The Eastern District of Pennsylvania thus had to decide whether to exclude this settlement evidence under Federal Rule of Evidence 408.

The court noted that before 2006, there was a circuit split over whether Federal Rule of Evidence 408, which deems evidence connected to settlement negotiations inadmissible for certain purposes, applied in criminal cases. That split, though, was resolved with the 2006 amendment to Rule 408, which added the following italicized language to the Rule:

(a) Prohibited uses.-Evidence of the following is not admissible on behalf of any party, when offered to prove liability for, invalidity of, or amount of a claim that was disputed as to validity or amount, or to impeach through a prior inconsistent statement or contradiction:

(1) furnishing or offering or promising to furnish-or accepting or offering or promising to accept-a valuable consideration in compromising or attempting to compromise the claim; and

(2) conduct or statements made in compromise negotiations regarding the claim, except when offered in a criminal case and the negotiations related to a claim by a public office or agency in the exercise of regulatory, investigative, or enforcement authority.

(b) Permitted uses.-This rule does not require exclusion if the evidence is offered for purposes not prohibited by subdivision (a). Examples of permissible purposes include proving a witness's bias or prejudice; negating a contention of undue delay; and proving an effort to obstruct a criminal investigation or prosecution.  
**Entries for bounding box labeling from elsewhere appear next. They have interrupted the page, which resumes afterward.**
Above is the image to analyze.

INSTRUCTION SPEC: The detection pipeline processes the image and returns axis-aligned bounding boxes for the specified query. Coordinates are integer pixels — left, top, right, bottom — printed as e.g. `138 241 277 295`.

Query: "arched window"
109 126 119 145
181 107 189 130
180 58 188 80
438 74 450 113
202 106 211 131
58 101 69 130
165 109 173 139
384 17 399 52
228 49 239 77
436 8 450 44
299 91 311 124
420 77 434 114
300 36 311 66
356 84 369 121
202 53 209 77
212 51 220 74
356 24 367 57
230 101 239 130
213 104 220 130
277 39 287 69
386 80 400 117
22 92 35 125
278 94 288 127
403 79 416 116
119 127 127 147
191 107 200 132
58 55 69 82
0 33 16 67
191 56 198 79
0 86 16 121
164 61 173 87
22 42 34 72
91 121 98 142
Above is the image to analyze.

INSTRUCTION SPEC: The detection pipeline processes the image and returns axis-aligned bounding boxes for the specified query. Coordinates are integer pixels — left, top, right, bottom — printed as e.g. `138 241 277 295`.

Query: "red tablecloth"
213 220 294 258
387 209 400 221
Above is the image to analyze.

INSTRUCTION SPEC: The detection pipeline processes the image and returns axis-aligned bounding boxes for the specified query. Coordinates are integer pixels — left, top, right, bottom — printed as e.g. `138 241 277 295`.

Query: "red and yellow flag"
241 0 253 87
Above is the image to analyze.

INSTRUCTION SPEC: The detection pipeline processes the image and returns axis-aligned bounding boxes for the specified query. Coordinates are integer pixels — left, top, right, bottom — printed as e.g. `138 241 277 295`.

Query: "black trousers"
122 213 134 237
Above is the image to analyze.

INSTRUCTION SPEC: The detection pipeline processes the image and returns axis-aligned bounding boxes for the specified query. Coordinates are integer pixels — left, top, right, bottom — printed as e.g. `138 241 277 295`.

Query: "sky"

According to the Eastern District of Pennsylvania, two things convinced it that this amendment made it clear that Rule 408 applies in criminal cases. First, the Advisory Committee Note to the amended Rule indicated that "statements made during compromise negotiations of other disputed claims are not admissible in subsequent criminal litigation, when offered to prove liability for, invalidity of, or amount of those claims." Second, even several courts which had previously found Rule 408 inapplicable in criminal cases before the 2006 amendment have now changed their tunes, with some noting that the creation of the partial exemption in subsection (2) in criminal cases "would be nonsensical unless the rule pertains to both civil and criminal cases."

And, according to the court, the problem for the prosecution was that the subject settlement evidence in Davis was evidence of settlement negotiations between private parties, meaning that the partial exception in subsection (2) was inapplicable. The prosecution, however, argued that it was offering this settlement evidence to prove permissible purposes under Rule 408

(1) to show lack of mistake, in that defendant frequently attempted to blame others for his failure to purchase insurance or bonds with premiums paid by victims, and (2) to show that defendant's motive for defrauding subsequent clients was, in part, to obtain money to repay Regency Oaks under the agreement.

The court agreed that these were permissible purposes but still found that the evidence was inadmissible under Federal Rule of Evidence 403 because its probative value was substantially outweighed by the danger of unfair prejudice. According to the court,

on the present state of the record, the probative value of the Regency Oaks agreement is substantially outweighed by the danger of unfair prejudice. This ruling is based on the risk that a jury will view the agreement as a confession of liability and guilt, regardless of the purpose for which the evidence is received. As the Fifth Circuit observed in United States v. Hays, "the potential impact of evidence regarding a settlement agreement with regard to a determination of liability is profound. It does not tax the imagination to envision the juror who retires to deliberate with the notion that if the defendant[] had done nothing wrong, [he] would not have paid the money back."...Measured against the government's need for the challenged evidence-particularly in light of the other evidence of the scheme to defraud-this potential prejudicial effect weighs heavily....Even a carefully crafted limiting instruction might not eliminate the prejudicial effect of the agreement. Thus, the defendant's Motion in Limine is granted as to the Regency Oaks settlement agreement, and the government is precluded from presenting evidence of the agreement at trial.